La malédiction des templiers
Les Templiers ont très bien pu lui mentir.
— C’est possible, mais je ne le pense pas. Ça se tient. En fin de compte, ils n’avaient guère le choix. En 1310, l’Ordre avait été aboli depuis un certain temps. Les Templiers qui n’avaient pas été arrêtés étaient recherchés en Europe occidentale, ils étaient donc dans l’incapacité d’y retourner. Impossible d’aller vers l’est, non plus : les musulmans s’étaient emparés de la côte dans sa totalité et avaient démantelé leurs forteresses.
— Mais alors, quelle pouvait bien être leur destination ?
— La seule qui était logique pour eux : le retour à Chypre. Conrad avait probablement conservé des amitiés dans l’île, où les hommes du pape ne disposaient que d’un pouvoir limité. Il aurait pu y trouver une sécurité relative et préparer l’étape suivante. Ce qui veut dire que, quel que soit l’endroit où ils se trouvaient dans ces montagnes, ils devaient absolument se diriger vers le sud, vers l’un de ces cols permettant de traverser les monts du Taurus, pour arriver jusqu’à la côte. Mais lequel ? That is the question.
Reilly hocha la tête, pas vraiment concentré sur ce que racontait Tess.
Celle-ci le dévisagea un instant avant de lâcher :
— Tu sais que tu m’as fichu la frousse, hier.
— Comment ça ? demanda-t-il en plissant le front.

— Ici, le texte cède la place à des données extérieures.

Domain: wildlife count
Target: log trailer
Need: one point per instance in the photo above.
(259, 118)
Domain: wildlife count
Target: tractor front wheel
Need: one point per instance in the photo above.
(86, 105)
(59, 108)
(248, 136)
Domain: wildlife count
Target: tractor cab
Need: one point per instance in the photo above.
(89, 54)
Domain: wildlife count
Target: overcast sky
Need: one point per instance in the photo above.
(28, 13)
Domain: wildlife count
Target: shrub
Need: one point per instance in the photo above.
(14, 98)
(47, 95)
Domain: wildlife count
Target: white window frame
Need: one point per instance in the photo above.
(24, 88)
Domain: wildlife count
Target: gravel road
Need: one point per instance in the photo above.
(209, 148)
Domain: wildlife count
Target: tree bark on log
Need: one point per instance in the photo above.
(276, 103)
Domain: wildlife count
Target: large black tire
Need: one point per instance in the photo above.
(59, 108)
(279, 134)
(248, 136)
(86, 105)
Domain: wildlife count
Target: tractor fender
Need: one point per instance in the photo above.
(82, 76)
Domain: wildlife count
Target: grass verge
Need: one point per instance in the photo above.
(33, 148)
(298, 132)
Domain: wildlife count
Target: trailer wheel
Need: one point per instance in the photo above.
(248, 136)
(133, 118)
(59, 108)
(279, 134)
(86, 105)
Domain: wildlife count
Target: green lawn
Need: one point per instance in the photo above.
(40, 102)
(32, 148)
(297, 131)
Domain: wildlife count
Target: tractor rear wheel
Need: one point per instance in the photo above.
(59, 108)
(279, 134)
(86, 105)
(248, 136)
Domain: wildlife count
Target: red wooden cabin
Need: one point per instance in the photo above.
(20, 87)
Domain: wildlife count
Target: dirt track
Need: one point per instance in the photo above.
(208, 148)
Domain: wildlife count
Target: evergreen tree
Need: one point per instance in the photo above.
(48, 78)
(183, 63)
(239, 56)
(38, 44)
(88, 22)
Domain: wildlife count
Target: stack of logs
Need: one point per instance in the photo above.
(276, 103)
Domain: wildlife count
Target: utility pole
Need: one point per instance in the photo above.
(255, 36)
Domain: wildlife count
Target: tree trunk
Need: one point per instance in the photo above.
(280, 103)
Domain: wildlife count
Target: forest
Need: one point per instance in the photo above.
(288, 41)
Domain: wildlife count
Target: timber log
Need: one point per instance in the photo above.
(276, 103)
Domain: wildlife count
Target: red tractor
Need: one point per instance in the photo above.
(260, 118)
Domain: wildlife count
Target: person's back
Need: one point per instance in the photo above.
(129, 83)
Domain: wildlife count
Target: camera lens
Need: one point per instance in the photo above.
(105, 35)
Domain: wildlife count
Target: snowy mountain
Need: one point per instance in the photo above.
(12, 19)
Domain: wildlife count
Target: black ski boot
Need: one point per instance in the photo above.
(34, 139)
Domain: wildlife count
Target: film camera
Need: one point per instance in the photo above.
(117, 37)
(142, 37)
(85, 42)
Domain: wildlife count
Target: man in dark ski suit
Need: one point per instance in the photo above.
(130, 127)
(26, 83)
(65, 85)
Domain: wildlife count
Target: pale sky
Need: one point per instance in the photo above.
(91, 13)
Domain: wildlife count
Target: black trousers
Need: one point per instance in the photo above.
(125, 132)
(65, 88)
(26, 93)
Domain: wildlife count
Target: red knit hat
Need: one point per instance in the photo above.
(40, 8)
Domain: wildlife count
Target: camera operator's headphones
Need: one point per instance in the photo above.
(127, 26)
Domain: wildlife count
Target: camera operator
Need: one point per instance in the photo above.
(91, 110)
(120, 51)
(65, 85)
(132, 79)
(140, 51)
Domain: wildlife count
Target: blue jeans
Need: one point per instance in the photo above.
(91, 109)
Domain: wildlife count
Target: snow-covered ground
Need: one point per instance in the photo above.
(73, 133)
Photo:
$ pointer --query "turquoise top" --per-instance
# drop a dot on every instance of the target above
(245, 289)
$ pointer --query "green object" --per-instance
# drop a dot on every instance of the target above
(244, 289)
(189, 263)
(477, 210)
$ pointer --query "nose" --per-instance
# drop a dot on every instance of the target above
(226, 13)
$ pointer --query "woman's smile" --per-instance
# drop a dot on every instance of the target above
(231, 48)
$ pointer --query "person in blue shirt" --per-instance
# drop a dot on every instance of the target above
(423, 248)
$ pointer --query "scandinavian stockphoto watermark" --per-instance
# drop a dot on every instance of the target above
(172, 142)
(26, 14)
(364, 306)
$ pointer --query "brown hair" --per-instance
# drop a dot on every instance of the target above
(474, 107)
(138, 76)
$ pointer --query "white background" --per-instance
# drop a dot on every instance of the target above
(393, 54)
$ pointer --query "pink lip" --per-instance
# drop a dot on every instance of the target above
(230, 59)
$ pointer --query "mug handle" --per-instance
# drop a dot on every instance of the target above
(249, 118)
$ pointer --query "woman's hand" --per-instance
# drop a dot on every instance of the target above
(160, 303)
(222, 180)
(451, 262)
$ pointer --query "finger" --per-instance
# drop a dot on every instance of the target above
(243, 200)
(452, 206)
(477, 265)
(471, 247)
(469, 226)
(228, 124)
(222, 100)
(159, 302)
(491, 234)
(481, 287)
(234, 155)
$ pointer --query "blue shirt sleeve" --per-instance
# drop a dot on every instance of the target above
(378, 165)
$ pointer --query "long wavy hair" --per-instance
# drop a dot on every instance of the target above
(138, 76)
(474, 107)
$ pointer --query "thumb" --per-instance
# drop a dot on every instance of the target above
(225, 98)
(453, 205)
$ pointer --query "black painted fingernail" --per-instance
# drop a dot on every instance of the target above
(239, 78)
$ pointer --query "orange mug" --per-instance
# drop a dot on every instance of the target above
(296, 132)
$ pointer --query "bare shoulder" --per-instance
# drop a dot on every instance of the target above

— Devant le Patriarcat. La façon dont tu t’es rué sur ce type, dont tu l’as poursuivi comme si tu étais une armée à toi tout seul. Et puis, sauter comme ça du haut d’un pont… Ce n’est pas ta faute, tu sais, Sean.
— Qu’est-ce qui n’est pas ma faute ?
— Ce qui s’est passé au Vatican. Les bombes et tout ça. Bon sang, Sean, je suis beaucoup plus responsable que toi dans cette histoire, fit-elle en lui prenant la main. Je sais que tu veux retrouver ce salopard. Et je souhaite qu’il soit mis hors d’état de nuire plus que toi encore. Mais tu ne peux pas continuer à te mettre dans des états pareils. Il faut que tu parviennes à contrôler ta rage sous peine de te faire du mal. Beaucoup de mal. Et ça me fiche les jetons. Je ne veux pas que ça t’arrive.
Reilly fit signe qu’il avait compris le message. Quelque part, il savait qu’elle était dans le vrai. Il laissait sa colère brouiller son jugement. Mais avec des individus comme ce terroriste, il savait que des demi-mesures se révéleraient à coup sûr insuffisantes. S’il voulait avoir une chance de lui mettre la main dessus, il devait dépasser les limites de la prudence. Cela faisait partie intégrante du job. Mais ça n’était pas forcément quelque chose qu’il avait envie de répéter à Tess à tout bout de champ.
— Il n’y a franchement pas de quoi s’inquiéter, dit-il avec un petit sourire. Je t’assure. On m’a entraîné à pratiquer ce genre de sport, tu sais.
L’expression de la jeune femme ne se radoucit pas pour autant. Elle n’était pas dupe.
— Je parle sérieusement, Sean, dit-elle en retirant sa main. Je ne veux pas te voir mourir pour moi. Pas ici. Pas maintenant. Pas du tout. On a encore pas mal de choses à faire ensemble, toi et moi, tu ne crois pas ?
Cette remarque le prit de court et il se remémora ce qu’ils avaient vécu quelques mois plus tôt.
— Ne t’en fais donc pas, dit-il après un temps. Je ne vais pas m’en aller.
Les traits de Tess s’assombrirent brusquement.
— C’est ce que j’ai fait, moi. Je t’ai fait faux bond, et j’en suis désolée. Pour de vrai. Mais tu me comprends, non ? Tu comprends pourquoi j’ai eu besoin de prendre mes distances, hein ?
Le souvenir de leur ultime conversation avant le départ de Tess résonnait encore à ses oreilles.
— Est-ce que quelque chose a vraiment changé ?
Tess inspira longuement et tourna la tête vers le hublot. Ce n’était pas une question à laquelle elle avait envie de réfléchir pour le moment.
— Et si ça s’arrête là, entre nous ? lança-t-elle enfin. Est-ce qu’on sera capables de dépasser ça, toi et moi, ou est-ce que ça creusera dans ta vie un trou que je ne serai jamais en mesure de combler ?
Après avoir réfléchi un moment, il haussa les épaules.
— Etant donné ce qu’on est en train de faire, et ce qui nous a conduits là où nous en sommes une fois de plus, j’en viens à me demander si nous avons eu raison ne serait-ce que de tenter le coup.